Many of these modules have sub modules within. There are different professional, educational and even affiliation paths that assign players certain XP across attributes, skills and traits. This method could even assign negative traits, such as a hatred for one type of affiliation. Once you have taken account of all of the scattered XP, you are left with a character that is wildly incomplete (about 50%). The next step requires you to complete the following:

• Spend Universal Experience (accounting for some minimal scores in certain attributes and skills)
• Calculate remaining XP
• Spend remaining XP so you have actual levels in your attributes, skills, etc.
• Account for and XP “refunds”
• Calculate any remaining XP from negative traits.
• Age up your character if you need to (for more XP).
• Spend what is XP is left.
• Buy equipment.

The entire process is the equivalent of completing yearly tax returns. Even the video explanation mentioned that there are excel sheets (like Quicken for taxes) that help make this process more bearable. I do not believe him. On the bright side, Life Modules could be repurposed as practice tests for accountants! So, in the end you are finally left with a new character with a just a smattering of additional XP compared to the Point Buy method, and now ready for play!
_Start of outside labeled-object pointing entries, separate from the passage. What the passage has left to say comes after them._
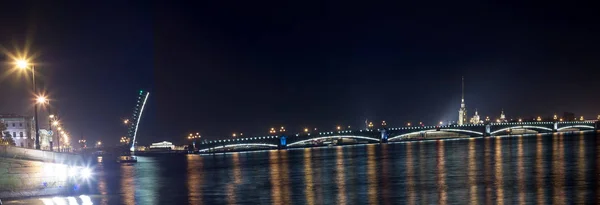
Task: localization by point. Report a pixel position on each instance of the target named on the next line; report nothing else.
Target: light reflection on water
(536, 169)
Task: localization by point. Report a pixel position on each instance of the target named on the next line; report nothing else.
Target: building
(20, 128)
(46, 139)
(462, 112)
(162, 145)
(475, 119)
(567, 116)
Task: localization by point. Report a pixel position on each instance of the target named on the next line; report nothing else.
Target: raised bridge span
(385, 135)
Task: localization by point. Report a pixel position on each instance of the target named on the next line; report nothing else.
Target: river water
(535, 169)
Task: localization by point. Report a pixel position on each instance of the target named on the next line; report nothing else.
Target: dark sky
(218, 67)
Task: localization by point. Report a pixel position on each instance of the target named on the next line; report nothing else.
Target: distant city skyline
(252, 67)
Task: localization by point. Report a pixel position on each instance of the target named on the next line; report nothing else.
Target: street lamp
(23, 65)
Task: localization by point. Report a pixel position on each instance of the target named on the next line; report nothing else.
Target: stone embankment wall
(28, 172)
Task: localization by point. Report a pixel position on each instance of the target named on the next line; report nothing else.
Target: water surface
(536, 169)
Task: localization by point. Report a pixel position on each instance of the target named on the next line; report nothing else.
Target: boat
(127, 159)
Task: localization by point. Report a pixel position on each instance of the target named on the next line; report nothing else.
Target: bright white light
(72, 200)
(59, 201)
(47, 201)
(22, 64)
(72, 171)
(86, 173)
(85, 200)
(60, 171)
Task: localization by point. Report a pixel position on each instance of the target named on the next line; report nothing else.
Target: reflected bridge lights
(71, 200)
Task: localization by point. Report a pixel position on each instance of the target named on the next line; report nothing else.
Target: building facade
(20, 128)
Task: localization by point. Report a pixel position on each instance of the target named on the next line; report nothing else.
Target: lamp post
(59, 130)
(23, 64)
(50, 123)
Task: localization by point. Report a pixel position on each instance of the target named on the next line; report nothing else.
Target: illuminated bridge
(387, 134)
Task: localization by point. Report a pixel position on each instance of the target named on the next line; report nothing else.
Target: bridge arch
(435, 130)
(576, 126)
(333, 136)
(238, 145)
(410, 133)
(537, 128)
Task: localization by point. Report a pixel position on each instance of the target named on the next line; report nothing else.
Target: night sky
(218, 67)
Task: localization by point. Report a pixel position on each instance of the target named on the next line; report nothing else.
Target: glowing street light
(41, 99)
(23, 64)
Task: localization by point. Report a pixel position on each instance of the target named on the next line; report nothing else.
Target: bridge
(385, 135)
While investigating this process of character creation I wondered why the creators did not take some inspiration from Shadowrun by utilizing a priorities system of character creation. That method combined with something like D&D 5e backgrounds could have accomplished the same goal in far less time.

So let us talk about the Elephant-Mech in the room

Here is the rub, my lovelies. When I think about this setting, there is no reason to play as anything but a MechWarrior. Every facet of this fictional universe revolves around giant robot fights. Are there two nobles houses resolving a trade dispute? Giant robot fight! Mercenaries looking to occupy a new territory? Giant robot fight! Did your roommate not pay their half of the electric bill? Giant robot fight!
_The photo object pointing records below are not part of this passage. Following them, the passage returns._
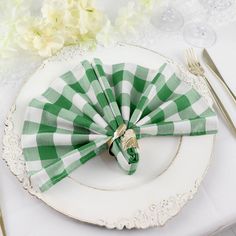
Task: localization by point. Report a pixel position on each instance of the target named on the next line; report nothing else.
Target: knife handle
(224, 84)
(220, 106)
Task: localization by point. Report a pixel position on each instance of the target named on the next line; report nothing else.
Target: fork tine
(188, 57)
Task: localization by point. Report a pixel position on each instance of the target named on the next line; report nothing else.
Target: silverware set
(196, 68)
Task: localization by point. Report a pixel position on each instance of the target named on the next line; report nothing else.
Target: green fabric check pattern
(72, 121)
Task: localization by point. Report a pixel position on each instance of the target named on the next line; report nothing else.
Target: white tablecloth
(212, 208)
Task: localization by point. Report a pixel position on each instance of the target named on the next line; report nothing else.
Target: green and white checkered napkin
(72, 121)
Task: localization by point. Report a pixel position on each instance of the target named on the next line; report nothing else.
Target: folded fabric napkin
(95, 107)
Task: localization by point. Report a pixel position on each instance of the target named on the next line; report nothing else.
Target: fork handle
(220, 105)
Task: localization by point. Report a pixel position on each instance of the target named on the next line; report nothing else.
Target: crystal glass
(168, 18)
(201, 34)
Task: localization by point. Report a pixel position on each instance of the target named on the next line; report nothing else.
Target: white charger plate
(170, 168)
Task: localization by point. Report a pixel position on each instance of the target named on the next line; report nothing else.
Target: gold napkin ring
(129, 139)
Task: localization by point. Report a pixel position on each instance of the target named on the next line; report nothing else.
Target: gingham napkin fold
(73, 120)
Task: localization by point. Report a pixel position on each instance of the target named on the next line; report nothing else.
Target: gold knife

A dear friend of mine compared the setting of BattleTech as Game of Thrones meet Pokémon. The setting contains a backdrop of political intrigue wherein everyone runs around essentially pocketing, fighting with, and collecting giant robots. Also, like Pokémon, there seems only ample reason to battle anyone at a moment’s notice. So why in this setting would you want to play as infantry cannon fodder, a super spy, or a master of diplomacy if the most exciting aspect of this setting will forever be on the giant robot battlefield? The thrill lies in being the MechWarrior, not the mechanic.
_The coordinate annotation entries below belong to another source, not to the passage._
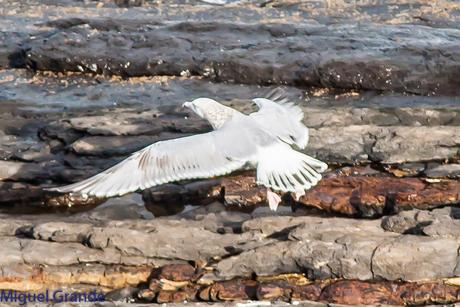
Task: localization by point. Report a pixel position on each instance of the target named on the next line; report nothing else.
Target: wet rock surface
(85, 83)
(336, 260)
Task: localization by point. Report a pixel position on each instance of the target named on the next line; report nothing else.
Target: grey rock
(414, 258)
(443, 170)
(400, 59)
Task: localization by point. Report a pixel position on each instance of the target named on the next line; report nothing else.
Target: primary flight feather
(262, 140)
Despite what you may think, I really admire the BattleTech setting. There is so much to like!

The Good

BattleTech A Time of War encapsulates everything that people love about the setting. It does its homework and attempts to try something new by marrying the mechanics of the war game with that of an RPG. In this way, a player could just as easily “roll” in and out of the cockpit.

The Bad

On the flipside, the design of the mechanics is also its greatest weakness. Even the smallest combat outside of the Mech is a painstakingly long affair. Additionally, this setting is not a welcoming one to any newcomer. BattleTech is lore heavy, and can easily overwhelm any person not in the know.

Overall

Much a like a Mech, BattleTech A Time of War is top-heavy, disproportioned, and unwieldy. If you LOVE BattleTech, especially the table top wargame… this was made for you. In fact I encourage anyone who is interested in tactical combat to try Battletech Alpha Strike, so you can see why this series is so beloved.

For anyone who wants to try a TTRPG setting with a Mech based theme, I recommend either Rifts (Savage Worlds), or Lancer. Additionally, if you want to get the feel of the setting without all of the accounting, there is a wonderful adaptation of BattleTech created by Harebrained Schemes.